Israel’s toll in the ground offensive against Hamas in Gaza and in military operations along the border with the Strip stands at 407.

Growing pressure ahead of Trump’s inauguration

Israel and Hamas have come under renewed pressure to halt the conflict in the lead-up to Trump’s inauguration next week. His Middle East envoy, Steve Witkoff, recently joined US, Egyptian, and Qatari mediators in the Gulf country’s capital, Doha.

US President-elect Donald Trump speaks as Steve Witkoff listens, during a news conference at Mar-a-Lago, January 7, 2025, in Palm Beach, Florida. (AP/ Evan Vucci)

Trump said late Monday that a ceasefire was “very close.”

“I understand… there’s been a handshake and they are getting it finished — and maybe by the end of the week,” he told the American cable channel Newsmax.

Netanyahu met Tuesday with two groups of hostages’ families at his office in Jerusalem.

The first meeting at the premier’s office lasted 45 minutes, with Netanyahu telling the families that talks are advancing and that he is doing everything he can to bring about the release of all 98 hostages, Channel 12 reported.

Netanyahu highlighted how Israel’s military successes over the past several months led Hamas to compromise on some of its positions.
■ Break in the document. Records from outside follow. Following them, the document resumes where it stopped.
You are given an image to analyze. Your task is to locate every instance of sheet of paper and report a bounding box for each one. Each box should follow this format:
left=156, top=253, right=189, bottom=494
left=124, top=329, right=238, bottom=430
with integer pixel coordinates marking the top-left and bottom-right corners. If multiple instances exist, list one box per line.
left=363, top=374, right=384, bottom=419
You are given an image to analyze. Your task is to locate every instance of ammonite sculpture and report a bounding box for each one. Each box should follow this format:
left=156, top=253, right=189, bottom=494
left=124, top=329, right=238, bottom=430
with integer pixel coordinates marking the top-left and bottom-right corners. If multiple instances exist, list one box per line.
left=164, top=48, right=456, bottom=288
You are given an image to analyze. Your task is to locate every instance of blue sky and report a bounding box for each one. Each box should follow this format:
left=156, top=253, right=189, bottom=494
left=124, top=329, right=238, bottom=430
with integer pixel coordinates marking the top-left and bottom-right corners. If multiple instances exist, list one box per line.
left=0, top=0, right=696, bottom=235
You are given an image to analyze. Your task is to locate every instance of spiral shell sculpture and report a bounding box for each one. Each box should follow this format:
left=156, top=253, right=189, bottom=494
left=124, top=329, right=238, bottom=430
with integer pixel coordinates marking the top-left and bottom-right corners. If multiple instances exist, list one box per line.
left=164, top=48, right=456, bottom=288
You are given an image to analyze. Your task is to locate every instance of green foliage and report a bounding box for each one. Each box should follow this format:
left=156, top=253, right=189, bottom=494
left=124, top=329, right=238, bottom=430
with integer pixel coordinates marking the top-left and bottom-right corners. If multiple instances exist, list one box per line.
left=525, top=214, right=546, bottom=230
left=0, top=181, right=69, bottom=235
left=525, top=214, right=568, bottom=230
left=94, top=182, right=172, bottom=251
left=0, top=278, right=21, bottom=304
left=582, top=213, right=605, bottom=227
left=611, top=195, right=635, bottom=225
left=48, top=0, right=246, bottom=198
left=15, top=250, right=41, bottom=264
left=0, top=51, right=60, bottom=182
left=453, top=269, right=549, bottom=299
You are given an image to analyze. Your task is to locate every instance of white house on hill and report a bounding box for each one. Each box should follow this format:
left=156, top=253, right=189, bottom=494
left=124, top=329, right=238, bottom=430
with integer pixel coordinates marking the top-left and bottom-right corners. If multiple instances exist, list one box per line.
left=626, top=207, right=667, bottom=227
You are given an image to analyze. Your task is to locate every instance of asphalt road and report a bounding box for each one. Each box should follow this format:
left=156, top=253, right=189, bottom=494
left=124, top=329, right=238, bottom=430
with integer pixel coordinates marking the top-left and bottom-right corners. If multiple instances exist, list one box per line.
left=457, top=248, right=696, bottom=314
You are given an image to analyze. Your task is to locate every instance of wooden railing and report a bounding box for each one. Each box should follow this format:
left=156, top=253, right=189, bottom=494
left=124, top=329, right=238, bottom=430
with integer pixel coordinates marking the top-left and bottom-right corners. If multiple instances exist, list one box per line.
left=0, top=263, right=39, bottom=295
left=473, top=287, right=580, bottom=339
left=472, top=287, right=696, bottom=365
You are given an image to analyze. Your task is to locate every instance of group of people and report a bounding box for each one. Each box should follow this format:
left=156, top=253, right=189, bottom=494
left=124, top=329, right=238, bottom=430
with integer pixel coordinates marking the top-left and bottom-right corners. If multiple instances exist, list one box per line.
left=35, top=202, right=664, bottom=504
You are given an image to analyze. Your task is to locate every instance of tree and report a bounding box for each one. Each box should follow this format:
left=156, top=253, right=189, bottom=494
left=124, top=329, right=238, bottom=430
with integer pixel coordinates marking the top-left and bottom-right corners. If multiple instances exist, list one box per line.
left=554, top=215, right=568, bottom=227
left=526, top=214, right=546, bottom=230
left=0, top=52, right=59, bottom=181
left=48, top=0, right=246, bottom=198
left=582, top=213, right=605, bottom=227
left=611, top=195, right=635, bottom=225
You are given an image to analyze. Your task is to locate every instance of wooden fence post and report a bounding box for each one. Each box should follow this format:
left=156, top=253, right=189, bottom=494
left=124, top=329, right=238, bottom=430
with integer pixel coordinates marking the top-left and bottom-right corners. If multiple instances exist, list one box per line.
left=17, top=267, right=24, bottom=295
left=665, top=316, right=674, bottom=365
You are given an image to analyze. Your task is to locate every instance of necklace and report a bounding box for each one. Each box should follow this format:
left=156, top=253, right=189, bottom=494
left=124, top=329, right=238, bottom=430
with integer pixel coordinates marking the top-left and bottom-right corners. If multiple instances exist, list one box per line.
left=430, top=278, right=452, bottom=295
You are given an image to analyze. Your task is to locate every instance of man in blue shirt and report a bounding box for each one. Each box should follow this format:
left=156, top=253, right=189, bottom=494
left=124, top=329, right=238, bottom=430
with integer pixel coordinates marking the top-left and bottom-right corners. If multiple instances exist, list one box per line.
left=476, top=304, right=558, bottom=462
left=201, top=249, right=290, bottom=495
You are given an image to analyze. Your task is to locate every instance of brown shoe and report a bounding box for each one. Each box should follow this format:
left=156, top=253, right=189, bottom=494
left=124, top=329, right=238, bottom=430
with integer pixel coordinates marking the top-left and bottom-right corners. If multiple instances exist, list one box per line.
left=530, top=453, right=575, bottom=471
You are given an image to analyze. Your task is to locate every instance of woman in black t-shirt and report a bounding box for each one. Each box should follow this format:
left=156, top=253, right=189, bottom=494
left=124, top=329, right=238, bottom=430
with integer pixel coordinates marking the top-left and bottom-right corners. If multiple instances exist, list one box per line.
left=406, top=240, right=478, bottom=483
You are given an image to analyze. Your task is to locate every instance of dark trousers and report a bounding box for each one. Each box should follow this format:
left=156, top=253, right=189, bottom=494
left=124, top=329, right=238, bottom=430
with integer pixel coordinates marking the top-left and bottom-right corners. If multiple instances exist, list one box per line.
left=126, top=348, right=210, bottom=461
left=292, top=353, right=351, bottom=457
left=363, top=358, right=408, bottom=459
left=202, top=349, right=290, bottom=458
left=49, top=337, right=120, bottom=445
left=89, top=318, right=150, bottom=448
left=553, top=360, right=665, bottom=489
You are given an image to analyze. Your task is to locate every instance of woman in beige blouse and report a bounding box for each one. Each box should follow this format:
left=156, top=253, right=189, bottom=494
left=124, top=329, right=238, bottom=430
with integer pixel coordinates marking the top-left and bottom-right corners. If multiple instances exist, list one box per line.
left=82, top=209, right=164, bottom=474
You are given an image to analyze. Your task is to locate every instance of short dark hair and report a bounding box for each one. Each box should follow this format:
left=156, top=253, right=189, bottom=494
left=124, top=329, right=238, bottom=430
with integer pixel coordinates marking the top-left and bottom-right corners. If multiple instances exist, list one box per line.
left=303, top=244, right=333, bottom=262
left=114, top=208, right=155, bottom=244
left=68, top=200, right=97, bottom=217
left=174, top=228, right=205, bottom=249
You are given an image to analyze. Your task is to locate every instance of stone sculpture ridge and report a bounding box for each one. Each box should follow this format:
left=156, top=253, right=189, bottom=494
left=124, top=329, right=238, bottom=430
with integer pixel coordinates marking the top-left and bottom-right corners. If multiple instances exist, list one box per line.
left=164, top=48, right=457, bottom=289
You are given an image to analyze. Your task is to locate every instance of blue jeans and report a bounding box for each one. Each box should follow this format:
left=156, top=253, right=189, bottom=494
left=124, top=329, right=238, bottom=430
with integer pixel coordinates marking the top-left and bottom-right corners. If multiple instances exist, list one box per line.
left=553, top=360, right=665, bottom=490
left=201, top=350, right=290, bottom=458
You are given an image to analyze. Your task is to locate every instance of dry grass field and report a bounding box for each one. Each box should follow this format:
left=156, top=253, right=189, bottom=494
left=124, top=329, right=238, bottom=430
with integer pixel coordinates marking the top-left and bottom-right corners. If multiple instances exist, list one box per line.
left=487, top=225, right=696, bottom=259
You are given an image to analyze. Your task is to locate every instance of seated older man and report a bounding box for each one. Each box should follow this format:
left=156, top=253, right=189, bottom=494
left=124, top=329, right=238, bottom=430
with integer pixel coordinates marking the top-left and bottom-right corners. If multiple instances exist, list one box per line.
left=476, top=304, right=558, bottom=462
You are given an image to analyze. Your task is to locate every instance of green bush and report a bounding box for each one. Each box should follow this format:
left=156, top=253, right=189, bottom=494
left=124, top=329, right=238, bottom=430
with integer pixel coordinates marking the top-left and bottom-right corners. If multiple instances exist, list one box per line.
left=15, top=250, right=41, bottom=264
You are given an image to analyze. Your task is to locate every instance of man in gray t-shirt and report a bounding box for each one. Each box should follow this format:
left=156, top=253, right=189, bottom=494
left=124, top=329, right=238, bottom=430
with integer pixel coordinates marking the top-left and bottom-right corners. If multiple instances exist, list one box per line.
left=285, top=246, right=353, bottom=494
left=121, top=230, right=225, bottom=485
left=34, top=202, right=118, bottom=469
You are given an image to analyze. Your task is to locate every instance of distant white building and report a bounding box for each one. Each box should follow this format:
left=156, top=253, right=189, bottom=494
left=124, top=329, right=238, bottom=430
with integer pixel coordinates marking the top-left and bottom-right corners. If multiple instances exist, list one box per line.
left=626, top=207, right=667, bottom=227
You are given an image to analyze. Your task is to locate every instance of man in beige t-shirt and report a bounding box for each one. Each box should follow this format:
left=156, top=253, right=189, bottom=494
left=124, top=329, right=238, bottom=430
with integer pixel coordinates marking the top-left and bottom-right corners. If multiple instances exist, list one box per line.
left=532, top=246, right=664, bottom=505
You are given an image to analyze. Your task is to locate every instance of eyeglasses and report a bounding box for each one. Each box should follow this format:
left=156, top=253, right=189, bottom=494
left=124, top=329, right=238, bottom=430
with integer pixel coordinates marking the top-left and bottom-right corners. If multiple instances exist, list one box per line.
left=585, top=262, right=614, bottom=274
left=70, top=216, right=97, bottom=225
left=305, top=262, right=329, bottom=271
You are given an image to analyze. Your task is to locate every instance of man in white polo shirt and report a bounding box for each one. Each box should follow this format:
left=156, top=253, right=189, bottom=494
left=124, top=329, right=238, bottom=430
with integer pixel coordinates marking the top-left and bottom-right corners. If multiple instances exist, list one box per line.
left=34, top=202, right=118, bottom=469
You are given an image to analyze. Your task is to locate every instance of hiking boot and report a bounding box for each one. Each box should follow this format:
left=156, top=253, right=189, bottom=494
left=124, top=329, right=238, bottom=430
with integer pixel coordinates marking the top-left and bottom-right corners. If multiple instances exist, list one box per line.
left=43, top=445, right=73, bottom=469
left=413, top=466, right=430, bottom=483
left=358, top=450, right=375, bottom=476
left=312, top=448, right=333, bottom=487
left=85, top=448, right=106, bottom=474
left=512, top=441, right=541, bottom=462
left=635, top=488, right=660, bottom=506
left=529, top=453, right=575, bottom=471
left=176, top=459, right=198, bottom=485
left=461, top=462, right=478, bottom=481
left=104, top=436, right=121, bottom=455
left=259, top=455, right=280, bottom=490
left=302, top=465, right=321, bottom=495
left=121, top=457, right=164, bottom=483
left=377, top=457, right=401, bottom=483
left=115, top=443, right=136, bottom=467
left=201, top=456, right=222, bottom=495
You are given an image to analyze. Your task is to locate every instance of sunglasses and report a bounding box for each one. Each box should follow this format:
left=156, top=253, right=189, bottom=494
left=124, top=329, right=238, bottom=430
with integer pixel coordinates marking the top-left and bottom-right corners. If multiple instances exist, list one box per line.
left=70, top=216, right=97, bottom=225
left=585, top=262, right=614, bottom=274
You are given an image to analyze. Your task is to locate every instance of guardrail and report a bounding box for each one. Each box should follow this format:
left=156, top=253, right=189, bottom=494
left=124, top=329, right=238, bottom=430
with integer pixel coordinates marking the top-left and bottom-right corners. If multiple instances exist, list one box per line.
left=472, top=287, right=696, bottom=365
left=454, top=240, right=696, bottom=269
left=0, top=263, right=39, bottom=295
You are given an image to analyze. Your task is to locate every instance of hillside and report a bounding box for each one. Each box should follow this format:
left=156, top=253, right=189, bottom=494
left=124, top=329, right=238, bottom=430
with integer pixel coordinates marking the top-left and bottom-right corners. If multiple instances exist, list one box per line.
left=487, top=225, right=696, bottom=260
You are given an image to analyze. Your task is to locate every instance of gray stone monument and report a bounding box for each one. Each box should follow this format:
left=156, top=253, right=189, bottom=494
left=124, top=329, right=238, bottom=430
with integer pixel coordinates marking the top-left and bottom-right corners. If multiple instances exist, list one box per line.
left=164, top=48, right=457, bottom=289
Sharon Sharabi and other relatives of Israelis held hostage by terrorists in the Gaza Strip speak to the media after meeting with Pime Minister Benjamin Netanyahu, outside the Prime Minister’s Office in Jerusalem, January 14, 2025. (Yonatan Sindel/Flash90)

Several of those who were in the first meeting told Channel 12 that they left with lots of questions unanswered, particularly regarding when the second and third phases of the deal will commence.

Sharon Sharabi, whose brothers Yossi and Eli are held in Gaza, told reporters after the meeting that the government should not agree to wait until the 16th day to start negotiations on the terms of the second phase, arguing that these talks should commence right away. Yossi Sharabi was accidentally killed in an IDF strike, while Eli Sharabi is believed to be alive.